Cane che cerca di rubare il cibo dal tavolo della cucina

Cane che ruba il cibo dal tavolo: come gestirlo

Educazione e addestramento Lug 27, 2026

Ti volti un attimo e la fetta di pane è sparita. Il cane che ruba il cibo dal tavolo è una scena classica, e frustrante. La buona notizia: non lo fa per dispetto, e con un po’ di metodo si corregge.

Risposta rapida: Il cane ruba il cibo dal tavolo perché funziona: una volta che ci riesce, il bottino è una ricompensa enorme che lo spinge a riprovarci. Si gestisce su due fronti: non lasciare cibo a portata (gestione dell’ambiente) e insegnargli un comportamento alternativo, come stare sul suo posto, premiato meglio del furto.

Perché il cane ruba il cibo dal tavolo?

Per pura convenienza. Il cane è un opportunista nato: se sul tavolo c’è qualcosa di buono e nessuno lo ferma, prenderlo è la scelta più logica del mondo. Non c’entrano il dispetto o la sfida, c’entra che rubare, almeno una volta, ha pagato benissimo.

Il problema è che basta un colpo riuscito per rinforzare l’abitudine: quel boccone rubato vale, ai suoi occhi, più di mille croccantini dati per bene.
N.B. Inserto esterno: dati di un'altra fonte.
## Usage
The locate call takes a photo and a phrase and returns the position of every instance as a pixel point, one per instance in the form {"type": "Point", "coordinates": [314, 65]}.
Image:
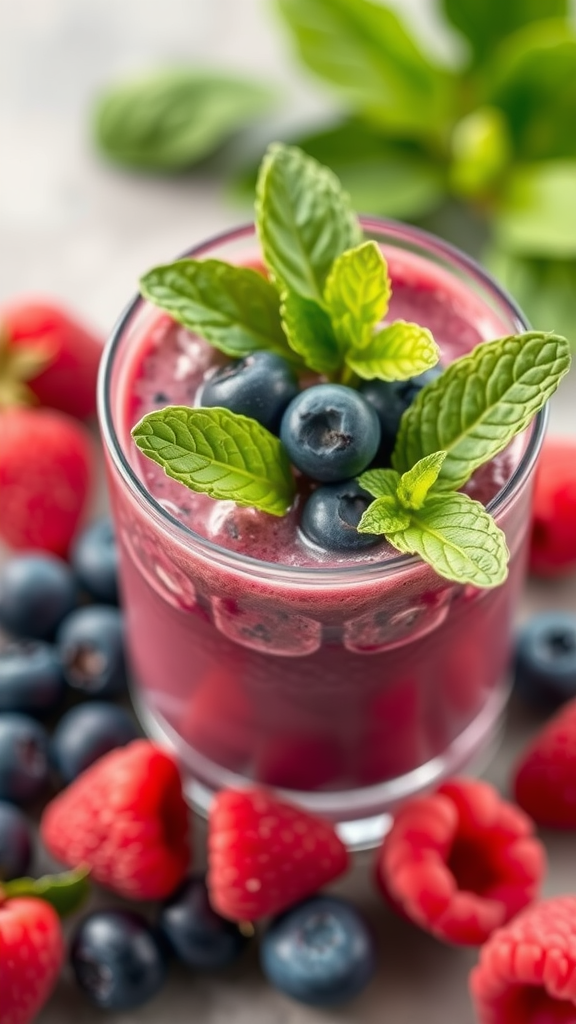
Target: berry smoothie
{"type": "Point", "coordinates": [350, 680]}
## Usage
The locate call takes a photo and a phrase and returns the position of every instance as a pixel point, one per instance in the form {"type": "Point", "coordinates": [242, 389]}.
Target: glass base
{"type": "Point", "coordinates": [362, 816]}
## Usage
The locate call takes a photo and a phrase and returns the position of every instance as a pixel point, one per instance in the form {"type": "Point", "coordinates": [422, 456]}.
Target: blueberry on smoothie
{"type": "Point", "coordinates": [331, 515]}
{"type": "Point", "coordinates": [321, 952]}
{"type": "Point", "coordinates": [330, 432]}
{"type": "Point", "coordinates": [260, 386]}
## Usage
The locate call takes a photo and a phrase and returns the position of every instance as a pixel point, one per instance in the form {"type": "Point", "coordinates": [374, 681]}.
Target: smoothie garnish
{"type": "Point", "coordinates": [323, 308]}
Per questo punire dopo non serve, mentre evitare che il furto riesca cambia tutto.

Gestione: togliere l’occasione

  • Non lasciare cibo incustodito su tavoli e piani bassi: la prima regola è non offrire l’occasione.
  • Durante i pasti, dai al cane qualcosa da fare lontano dal tavolo (un tappetino, un gioco da masticare).
  • Se sei in cucina, tienilo d’occhio o usa un cancelletto finché l’abitudine non cambia.
  • Coinvolgi tutta la famiglia: basta una persona che gli passa bocconi dal tavolo per mandare all’aria il lavoro.

Addestramento: dargli un’alternativa che conviene

La gestione evita i danni, ma la soluzione vera è insegnargli cosa fare al posto del furto. Insegnagli a stare sul suo posto o a terra mentre tu mangi, e premia generosamente quel comportamento: deve rendere più del bottino sul tavolo.

Un solido comando di rinuncia aiuta moltissimo nei momenti critici. Lavora con costanza, in sessioni brevi, e ricorda: ogni furto riuscito è un passo indietro, ogni alternativa premiata un passo avanti.

Tutto si regge sulle stesse basi degli altri esercizi: il rinforzo positivo, la scelta dei premietti giusti e un buon comando di rinuncia che, all’occorrenza, gli fa lasciare ciò che ha in bocca.

In breve

  • Il cane ruba il cibo perché conviene, non per dispetto.
  • Basta un furto riuscito per rinforzare l’abitudine.
  • Prima regola: non lasciare cibo a portata di muso.
  • Insegnagli un’alternativa (stare sul posto) e premiala bene.
  • Coerenza in famiglia: nessuno gli passa bocconi dal tavolo.

Domande frequenti

No. Se lo sgridi dopo, non collega la punizione al furto: capisce solo che a volte ti arrabbi. Molto meglio evitare l’occasione e premiare il comportamento giusto.

Non per forza. Spesso è puro opportunismo: il cibo umano è appetitoso e prenderlo è facile. Anche un cane sazio può rubare se l’occasione è ghiotta.

Dipende da quanto è radicato e da quanta costanza ci metti. Se eviti che i furti riescano e premi l’alternativa, in poche settimane molti cani cambiano abitudine.


Fonti

  • AVSAB (American Veterinary Society of Animal Behavior), Position Statement on Humane Dog Training.
  • Principi di gestione dell’ambiente e di rinforzo differenziale nell’addestramento del cane.